Many workers displaced last spring and summer earned modest incomes in public facing services and cannot be expected to take jobs in the construction trades, coding software or building websites without substantial retraining assistance — especially of the sort that public adult education is ill equipped to provide.

This fall and winter the pink slips are more highly concentrated among professional workers — lawyers, bankers, engineers, technicians and managers — with job skills specialized to industries that are contracting. They are potentially more mobile than low-wage workers, but mortgages and student debt can make them reluctant to endure many months of retraining and to move families.

The official unemployment rate at 6.9% greatly understates the problem, because government statisticians face challenges counting the truly unemployed and many folks have quit looking. The Peterson Institute estimates it’s closer to 8.4%, it may be higher and sending the states some cash to tide them over and extending unemployment benefits, though essential, is hardly enough.

Without getting everyone back to work, the economy won’t be able to reasonably pay for green technologies and climate change abatement or create expanded opportunities for minorities and women without stealing those from others — a zero sum game that will inflame national divisions.

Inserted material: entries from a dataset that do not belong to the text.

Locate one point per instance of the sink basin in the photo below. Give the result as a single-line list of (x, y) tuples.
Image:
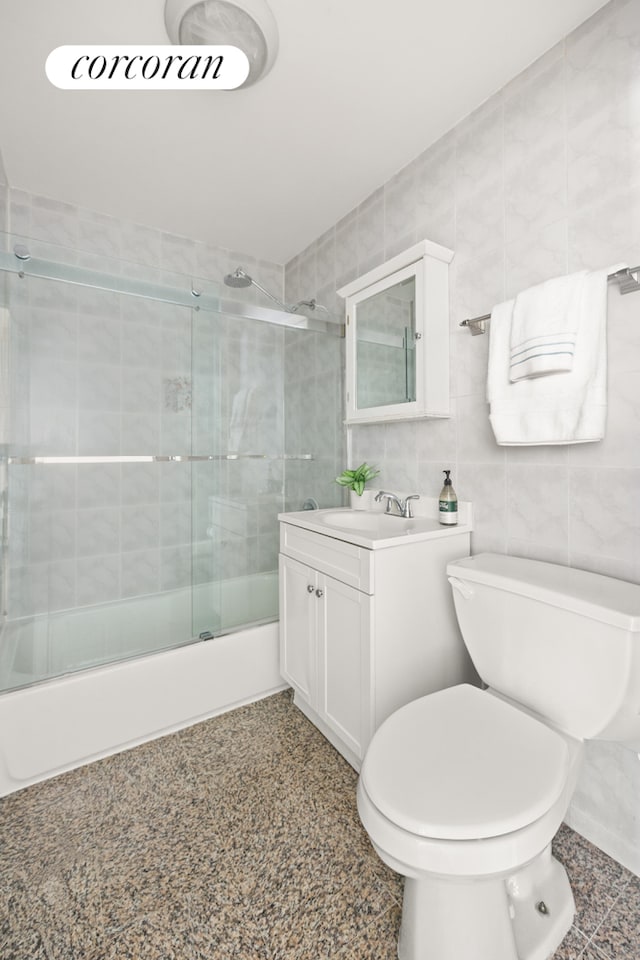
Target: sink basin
[(374, 529), (364, 520)]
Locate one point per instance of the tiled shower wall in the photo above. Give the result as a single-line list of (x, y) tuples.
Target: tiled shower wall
[(109, 374), (4, 411), (542, 180)]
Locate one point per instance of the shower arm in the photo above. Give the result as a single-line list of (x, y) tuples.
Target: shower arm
[(282, 305)]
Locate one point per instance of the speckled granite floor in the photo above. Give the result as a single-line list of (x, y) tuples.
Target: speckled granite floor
[(237, 838)]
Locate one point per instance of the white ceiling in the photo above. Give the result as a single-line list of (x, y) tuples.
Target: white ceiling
[(360, 88)]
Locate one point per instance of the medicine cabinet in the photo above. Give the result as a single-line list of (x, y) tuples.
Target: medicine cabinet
[(397, 338)]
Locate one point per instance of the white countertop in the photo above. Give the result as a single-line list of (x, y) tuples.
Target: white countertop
[(375, 529)]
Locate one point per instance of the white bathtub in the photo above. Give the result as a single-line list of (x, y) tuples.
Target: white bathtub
[(59, 724)]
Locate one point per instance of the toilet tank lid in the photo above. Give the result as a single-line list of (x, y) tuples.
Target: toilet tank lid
[(592, 595)]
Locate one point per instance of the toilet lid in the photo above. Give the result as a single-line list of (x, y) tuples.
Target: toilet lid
[(462, 764)]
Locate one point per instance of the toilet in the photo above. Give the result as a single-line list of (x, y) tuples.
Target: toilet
[(462, 791)]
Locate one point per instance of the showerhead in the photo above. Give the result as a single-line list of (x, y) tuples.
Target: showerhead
[(238, 278)]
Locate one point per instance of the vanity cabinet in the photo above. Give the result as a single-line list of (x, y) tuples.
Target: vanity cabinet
[(364, 631)]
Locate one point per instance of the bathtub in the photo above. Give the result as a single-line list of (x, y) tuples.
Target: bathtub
[(62, 723)]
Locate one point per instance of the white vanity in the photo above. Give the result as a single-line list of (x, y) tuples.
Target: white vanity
[(366, 615)]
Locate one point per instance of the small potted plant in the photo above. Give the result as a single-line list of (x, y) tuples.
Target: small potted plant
[(355, 481)]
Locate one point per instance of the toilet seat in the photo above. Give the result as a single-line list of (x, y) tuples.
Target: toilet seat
[(462, 764)]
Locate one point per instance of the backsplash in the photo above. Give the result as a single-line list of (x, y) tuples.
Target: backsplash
[(543, 179)]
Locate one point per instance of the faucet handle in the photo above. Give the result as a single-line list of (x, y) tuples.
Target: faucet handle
[(407, 513), (381, 495)]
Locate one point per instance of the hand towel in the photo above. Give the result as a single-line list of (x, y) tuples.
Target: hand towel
[(544, 327), (568, 408)]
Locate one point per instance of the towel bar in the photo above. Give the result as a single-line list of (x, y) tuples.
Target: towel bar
[(627, 283)]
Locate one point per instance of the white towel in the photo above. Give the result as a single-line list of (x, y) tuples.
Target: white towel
[(568, 408), (544, 327)]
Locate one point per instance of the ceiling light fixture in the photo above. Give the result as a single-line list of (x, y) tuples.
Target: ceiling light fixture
[(246, 24)]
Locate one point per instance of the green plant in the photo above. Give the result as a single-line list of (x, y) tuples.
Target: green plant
[(356, 479)]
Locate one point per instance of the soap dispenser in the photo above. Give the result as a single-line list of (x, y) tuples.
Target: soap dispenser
[(448, 505)]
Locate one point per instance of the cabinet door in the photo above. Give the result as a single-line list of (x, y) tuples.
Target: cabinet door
[(297, 626), (344, 676)]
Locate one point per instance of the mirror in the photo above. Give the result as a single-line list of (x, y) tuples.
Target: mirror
[(385, 346), (397, 338)]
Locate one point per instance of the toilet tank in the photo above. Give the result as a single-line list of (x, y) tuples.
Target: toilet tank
[(562, 642)]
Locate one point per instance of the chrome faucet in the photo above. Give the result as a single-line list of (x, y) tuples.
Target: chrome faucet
[(404, 506)]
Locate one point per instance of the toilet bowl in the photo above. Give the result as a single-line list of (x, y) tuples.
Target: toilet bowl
[(462, 791), (465, 809)]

Expanding industries — web-based services, robotics, electric cars and the like — all need workers with skills that businesses can’t easily find. Alongside a COVID-19 strategy, Mr. Biden should craft a national re-employment strategy that subsidizes employers to hire and retrain workers, who were formerly employed in other industries, by offering payments equal to 25% of their former salaries for one to two years if employment subsequently continues for another one to two years.

Expanding the pool of skilled labor is the single most important thing Mr. Biden could do to rev up growth, create tax revenues to finance his climate change program and create more equally shared prosperity.

• Peter Morici, @pmorici1, is an economist, emeritus business professor at the University of Maryland and a national columnist.